Com imagens de Dilma no Palácio da Alvorada, o texto retrata a rotina da petista e expõe a expectativa dela de que senadores mudem o voto e a permitam voltar ao comando do País.

O New York Times ressalta que a série de erros “vergonhosos" cometidos nos primeiros dias do governo do presidente em exercício Michel Temer dão esperança à Dilma.

Além da queda de dois ministros, a publicação americana destaca que Temer, “que fala um português arcaico que confunde seus compatriotas, decidiu não nomear nenhuma mulher ou afrodescendente para o primeiro escalão”.
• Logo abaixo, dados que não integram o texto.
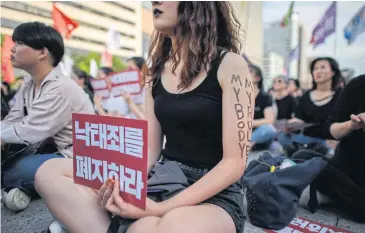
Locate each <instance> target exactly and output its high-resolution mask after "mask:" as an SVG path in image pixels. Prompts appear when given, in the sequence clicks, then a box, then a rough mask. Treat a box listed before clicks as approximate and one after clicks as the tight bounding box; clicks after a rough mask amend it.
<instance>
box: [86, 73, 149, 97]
mask: <svg viewBox="0 0 365 233" xmlns="http://www.w3.org/2000/svg"><path fill="white" fill-rule="evenodd" d="M91 85H92V87H93V88H94V92H95V95H96V96H100V97H102V98H103V99H107V98H109V95H110V92H111V93H112V94H113V96H114V97H118V96H121V93H122V92H127V93H129V94H131V95H135V94H139V93H141V90H142V88H141V85H140V75H139V70H128V71H122V72H118V73H113V74H110V75H109V76H108V77H107V78H105V79H93V80H91Z"/></svg>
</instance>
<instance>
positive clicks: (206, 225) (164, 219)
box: [127, 204, 236, 233]
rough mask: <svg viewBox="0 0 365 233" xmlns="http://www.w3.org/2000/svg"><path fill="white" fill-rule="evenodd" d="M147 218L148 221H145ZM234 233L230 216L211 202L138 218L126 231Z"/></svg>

"É um governo provisório de homem branco rico. (…) Nunca pensei que fosse ver no Brasil um governo tão conservador como este”, critica a presidente afastada ao NYT.

Corrupção

A reportagem pontua que a presidente afastada é uma as poucas entre as figuras políticas que não é acusado de ter roubado para enriquecimento pessoal. Em vez disso, ela é acusada de ter manipulado os recursos públicos para esconder o tamanho da crise econômica.

Entretanto, acrescenta que pesa sob a petista a declaração do ex-diretor da Petrobras Nestor Cerveró de que ela mentiu sobre a compra da refinaria de Pasadena - o que Dilma nega.

Além disso, o NYT cita uma reportagem da revista IstoÉ, que mostra que houve doação ilegal de US$ 3,5 milhões para a campanha de reeleição. Dilma também nega e diz que a informação é caluniosa.

Eu realmente incomodo os parasitas e vou continuar incomodando-os.

Ao NYT, Dilma considerou o impeachment um marco que quebra o pacto pela democracia.